I asked Clapper whether he shared Obama's view, as expressed in Jeffrey Goldberg's article in The Atlantic, that America doesn't need the Middle East economically as it once did, that it can't solve the region's problems and that, in trying, the U.S. would harm its interests elsewhere. "I'm there," says Clapper, endorsing Obama's basic pessimism. But he explained: "I don't think the U.S. can just leave town. Things happen around the world when U.S. leadership is absent. We have to be present -- to facilitate, broker, and sometimes provide the force."

Clapper said the U.S. still can't be certain how much harm was done to intelligence collection by the revelations of disaffected NSA staffer Edward Snowden. "We've been very conservative in the damage assessment. Overall, there's a lot," Clapper said, noting that the Snowden disclosures made terror groups "very security conscious" and speeded the move to unbreakable encryption of data. And he said the Snowden revelations may not have ended: "The assumption is that there are a lot more documents out there in escrow [to be revealed] at a time of his choosing."

Clapper had just returned from a trip to Asia, where he said he's had "tense exchanges" with Chinese officials about their militarization of the South China Sea.

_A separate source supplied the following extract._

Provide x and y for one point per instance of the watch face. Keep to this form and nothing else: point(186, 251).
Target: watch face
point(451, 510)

He predicted that China would declare an "air defense identification zone" soon in that area, and said "they're already moving in that direction,"

Asked what he had achieved in his six years as director of national intelligence, Clapper cited his basic mission of coordinating the 17 agencies that work under him. "The reason this position was created was to provide integration in the intelligence community. We're better than we were."

After a career in the spy world, Clapper argues that intelligence issues are basically simple, it's the politics surrounding them that are complicated. "I can't wait to get back to simplicity," he says, his eye on that calendar.